Statement of intent: article about character encoding and bytes (with some initial material)

This is rough at the moment.
Below is initial UTF-8 BOM material, that was reduced to have more of a
focus on the question. I'd like to re-use the byte stuff (mostly nearer
the bottom).
I think this would be a useful article, because I don't think it's
explained simply in one place. Also, it's crucial to the I18N and as
such, should be 
GEO-ed.
 
---------------------------
 
NEW ARTICLE: CHARACTER ENCODING AND BYTES
 
AREAS TO COVER
 
- How it works without Unicode in terms of bytes
- Unicode encoding's use of multiple bytes and how that varies across
different bytes.
- Implications, eg, 'heavier' character representation.
 
---------------------------
 
WHAT IS THE UNICODE BOM (BYTE ORDER MARK)?
 
The encoded Unicode Scalar Value (unique reference to a character
defined within the Unicode repertoire) corresponding to the Unicode
character "Zero Width 
Non-Breaking Space", whose sequence of byte-values is judged to be
unlikely to occur at the beginning of any 'normal' text file. 
 
A Unicode BOM has two purposes:
            - for UTF-16/32, it indicates the order in which bytes
should be interpreted (big Endian/little Endian), since the 'unit of
encoding' is greater than 
one byte for both of these encodings, unlike UTF-8; this is the primary
purpose of a BOM.
            - to identify a plain text file as containing Unicode text;
this is a secondary 'purpose'.
            
            
WHERE DOES IT OCCUR WITHIN BBC WS NEW MEDIA?
 
In Notepad files used to create HTML files/Apache includes, when saving
as UTF-8.
 
In BBC World Service New Media, we came across the BOM when working with
languages, which, for the web, required to be encoded in UTF-8 (we
currently use 
UTF-8 only when there is no other alternative); those languages are
Hindi, Pashto, Persian, Urdu, Vietnamese). For those languages, our
current process is to 
request translations of 'furniture' vocabulary, such as navigation
words, 'Latest News', etc. These translations are supplied from the BBC
Language Services 
in MS Word. 
            - We create HTML navigational includes using MS Notepad.

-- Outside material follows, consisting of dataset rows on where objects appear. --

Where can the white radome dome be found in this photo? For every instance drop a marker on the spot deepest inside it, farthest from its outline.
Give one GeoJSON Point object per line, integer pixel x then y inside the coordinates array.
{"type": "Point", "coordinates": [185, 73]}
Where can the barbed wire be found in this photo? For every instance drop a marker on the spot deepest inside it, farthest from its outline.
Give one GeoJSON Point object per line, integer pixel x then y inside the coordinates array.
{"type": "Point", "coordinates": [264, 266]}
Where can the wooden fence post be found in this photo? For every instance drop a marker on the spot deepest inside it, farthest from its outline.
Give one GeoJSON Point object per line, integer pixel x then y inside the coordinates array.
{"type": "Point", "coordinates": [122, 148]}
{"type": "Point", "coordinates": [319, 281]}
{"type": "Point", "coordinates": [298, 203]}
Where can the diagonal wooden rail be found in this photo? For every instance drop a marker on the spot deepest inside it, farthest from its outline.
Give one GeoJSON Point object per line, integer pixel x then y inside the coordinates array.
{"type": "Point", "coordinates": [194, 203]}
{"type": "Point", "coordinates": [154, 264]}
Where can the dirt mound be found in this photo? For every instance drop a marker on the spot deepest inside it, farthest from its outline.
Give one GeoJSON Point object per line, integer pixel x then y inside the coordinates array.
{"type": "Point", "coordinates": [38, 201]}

            - We create language service configuration files for use in
XSL processing.
            
            
PROBLEMS
 
In MS Notepad, the Unicode BOM does not appear on-screen when editing
the file; however, once uploaded and viewed via the web, the BOM appears
as a space 
above the included text. In the case of UTF-8, it appears to serve no
purpose. In order to remove the extraneous space, the file is opened in
Macromedia 
Homesite, where the BOM appears as 3 characters, which are deleted
(corresponding the values EF BB BF, which is the UTF-8 encoding for the
U+FFEF Zero Width 
Non-Breaking Space Unicode character used for the BOM). It would seem
that the second above-identified purpose of the Unicode BOM is
superfluous; the first 
above-identified purpose is irrelevant to UTF-8 anyway.
 
 
MISUNDERSTANDINGS
 
I had thought that the different encodings (UTF-8, UTF-16, UTF-32) of
the Unicode character repertoire, represented different (sub)sets of
that repertoire. I 
had thought that any UTF-8 encoding carried double the weight of the
presented text (as opposed to the mark-up of that presented text).
 
To understand the Unicode BOM I had to understand the following...
 
 
SO WHY ARE THERE THREE DIFFERENT UNICODE ENCODINGS, IF THEY CAN ALL
REPRESENT THE SAME (UNIVERSAL) CHARACTER REPERTOIRE?
 
The 3 different Unicode encodings are UTF-8, UTF-16 and UTF-32. Each
encoding can refer to each and every value in the Unicode repertoire.
The choice of 
Unicode encoding depends on language and efficiency. 
 
 
HOW DOES THE UNICODE BOM EFFECT EACH ENCODING?
 
The Unicode BOM primarily indicates the order in which byte(s) should be
'translated' into the corresponding Unicode Scalar Value. 
 
To understand, it is important to understand that:
 
            In regard to the the Unicode encodings (UTF-8, UTF-16,
UTF-32):
 
                        - UTF-8 is encoded using 1-4 bytes. In UTF-8,
the smallest indivisable unit of meaning is 1 byte. That byte either
represents a given Scalar 
Value in the Unicode repertoire or indicates that a Scalar Value cannot
be obtained with only 1 byte and the system needs to look at subsequent
bytes.
                        
                        Unicode character
UTF-8 byte 1     UTF-8 byte 2     UTF-8 byte 3     UTF-8 byte 4
                        
                        0000 to 007F (ASCII)
01xxxxxx
                        0080 to 07FF
110xxxxx                                  10xxxxxx
                        0800 to FFFF
1110xxxx                                  10xxxxxx
10xxxxxx
                        10000 to 10FFFF
11110xxx                                  10xxxxxx
10xxxxxx                                  
10xxxxxx
                        
                        
                        
                        , where the first byte indicates how many
further bytes have been used to encode the given Scalar Value in the
Unicode repertoire for the 
character being encoded. 
                        
                        The bytes can be seen as discrete in that the
first byte indicates how many (if any) further bytes are required to
identify the Unicode 
Scalar Value. 
                        
                        
                        The values in the Unicode repertoire from 0-127
represent the ASCII (non-extended set). As 'low' values, these can be
represented in a single 
byte.
 
                        - UTF-16 is encoded using 2 or 4 bytes (mostly
2). Where 4 bytes are required to represent a value in the Unicode
repertoire at the higher 
end, the first 2 bytes use a reserved value to indicate that a 2nd 2
bytes are required to identify the Unicode Scalar Value.
 
                        - UTF-32 is always encoded using 4 bytes.
            
            Where there are encodings which require more than 1 byte
(eg, UTF-16, UTF-32), a system may read those bytes from 'least
significant numerical value 
to most significant numerical value' or 'most significant numerical
value to least significant numerical value' depending on whether it is
'little endian' or 
'big endian' respectively.
            
            To illustrate this, take the decimal number 'twenty-five'.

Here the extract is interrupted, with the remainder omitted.